Neden Ay Çarpması?
Hepimiz, kendimizi sosyal, duygusal ve maddi alanlarda güvende hissedebilmek adına mevcut düzenin bize dayattığı ego oyunlarının kurbanıyız. Ne yazık ki büyümek ve "olgunlaşmak" çoğu zaman tüketim toplumunun yarattığı değerleri içselleştirmek, bu değerlerin ruhumuzda yarattığı yaraları bastırmak ve görmezden gelmekle mümkün oluyor.
Oysaki Ay hem mitolojik, hem astrolojik ve hem de kadim felsefeler açısından bizim koşulsuz sevgi ihtiyacımızı anlatır. Aslında çoğumuz ömrümüzü kendimizi güvende ve desteklenmiş hissetmek için koşulsuz sevebilmek ve sevilebilmek arzusuyla geçiririz. En derinde yatan bu ihtiyaç koşulsuz ilişkiler içinde büyümek, gelişmek, sevilmek ve "ait olmak" ihtiyacıdır. Bunu bulamadığımızda kırılır, üzülür ve korkarız. Ama Ay son noktada bizim kendimizle olan ilişkimizle daha çok ilgilenir. Kendi içimizdeki çocuğa nasıl bir ebeveyn olduğumuz daha önemlidir. Onu koşulsuz kabulleniyor muyuz? Yargılamadan anlayışla karşılıyor muyuz? Destekleyip olgunlaştırıyor muyuz? Bunları yapmıyorsak, ki çoğu zaman en çok da kendi içimizdeki çocuğa sağırızdır, bu durumda Ay içimizdeki, bir türlü göremediğimiz ve sesini bastırdığımız, naif, kırılgan ve ürkek çocuğun korku dolu çığlıklarını bize duyurmak ister. Ve bu çığlıkları, kalbimize “değersizlik” duygusu olarak yerleştirir. Kişisel gelişim de ruhsal dönüşüm de esasen koşulsuz sevgi zemininde olur. Annemizden göbek bağımızın kesilmesi ile kaybettiğimiz aidiyet hissinin evrensel aidiyete ve ayrılık duygusunun da birlik bilincine dönüşmesi için öğrenmemiz gereken en önemli ders, içimizdeki çocuktan başlayarak yaşamın tüm diğer unsurlarına şefkat ve merhametle cevap verebilmektir. Aksi takdirde Ay bizi değersizlik, ayrılık ve aidiyetsizlik duygusunun yarattığı korku ile çarpar. Doğum haritalarımızda Ay ile temsil edilen ihtiyaçlarımızı karşılayamıyorsak eğer, zaten Güneş ve Yükselen burcumuzun negatif özellikleri ile de boğuşuyoruz demektir. Bu nedenle Ay burcumuz, doğum haritamızdaki Güneş dâhil diğer enerjilerimizi nasıl kullandığımız konusunda çok etkilidir. Öyle ki Güneş, yükselen ve gezegenler bir tren ise, Ay o trenin makine dairesi gibidir. O düzgün çalışmazsa eğer, tren ya hiçbir yere varamaz, yani yolunu kaybeder ya da kendi yolunda düzensiz ilerler.

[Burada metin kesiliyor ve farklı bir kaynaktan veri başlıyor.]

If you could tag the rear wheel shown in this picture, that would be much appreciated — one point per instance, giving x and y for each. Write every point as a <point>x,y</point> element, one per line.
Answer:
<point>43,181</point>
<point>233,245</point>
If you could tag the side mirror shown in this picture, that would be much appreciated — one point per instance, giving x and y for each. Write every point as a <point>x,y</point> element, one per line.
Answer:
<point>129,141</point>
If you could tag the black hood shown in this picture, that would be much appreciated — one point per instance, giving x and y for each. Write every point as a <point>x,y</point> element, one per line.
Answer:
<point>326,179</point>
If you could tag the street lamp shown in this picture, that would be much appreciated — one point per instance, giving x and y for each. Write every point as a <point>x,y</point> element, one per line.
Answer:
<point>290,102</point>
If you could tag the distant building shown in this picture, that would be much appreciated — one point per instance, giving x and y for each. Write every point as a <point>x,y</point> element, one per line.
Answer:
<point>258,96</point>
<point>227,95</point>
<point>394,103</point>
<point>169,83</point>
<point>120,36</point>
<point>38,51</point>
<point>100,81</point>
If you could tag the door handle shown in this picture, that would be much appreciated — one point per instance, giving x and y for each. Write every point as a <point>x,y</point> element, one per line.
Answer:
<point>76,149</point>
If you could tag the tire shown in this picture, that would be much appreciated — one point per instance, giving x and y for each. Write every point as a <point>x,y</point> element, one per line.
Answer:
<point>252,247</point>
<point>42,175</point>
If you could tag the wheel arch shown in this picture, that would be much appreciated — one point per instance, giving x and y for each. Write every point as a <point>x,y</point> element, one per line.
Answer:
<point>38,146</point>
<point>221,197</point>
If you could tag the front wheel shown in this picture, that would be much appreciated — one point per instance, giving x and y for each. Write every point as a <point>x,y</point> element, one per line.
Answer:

Sonuçta hepimiz bir şekilde sevilmeyeceğiz, parasız ve güvencesiz kalacağız, güç ve etki sahibi olamayacağız korkusuyla içimizdeki naif kırılgan ve sevgi dolu çocuğun sesine kulaklarımızı tıkıyoruz. Hepimiz koşulsuz sevilmeyi isteyen içimizdeki çocuğun spontane neşesini yok ediyor ve onun korku dolu çığlıklarını bastırmak için daha fazla güç ve etki peşinde koşuyoruz.
Tabii ki, bunca kargaşayı içinde barındıran dünyamızda, kaostan bir düzen çıkartmak, mutlu ve huzurlu bir yaşam kurmak ömür boyu süren bir çaba ve idrak gerektiriyor. Tüm çabamızı, ego oyunlarından özgürleşip, evrenin ve/veya Tanrı'nın düzenini yansıtan ruhumuzla temasa geçmek için harcamak zorundayız.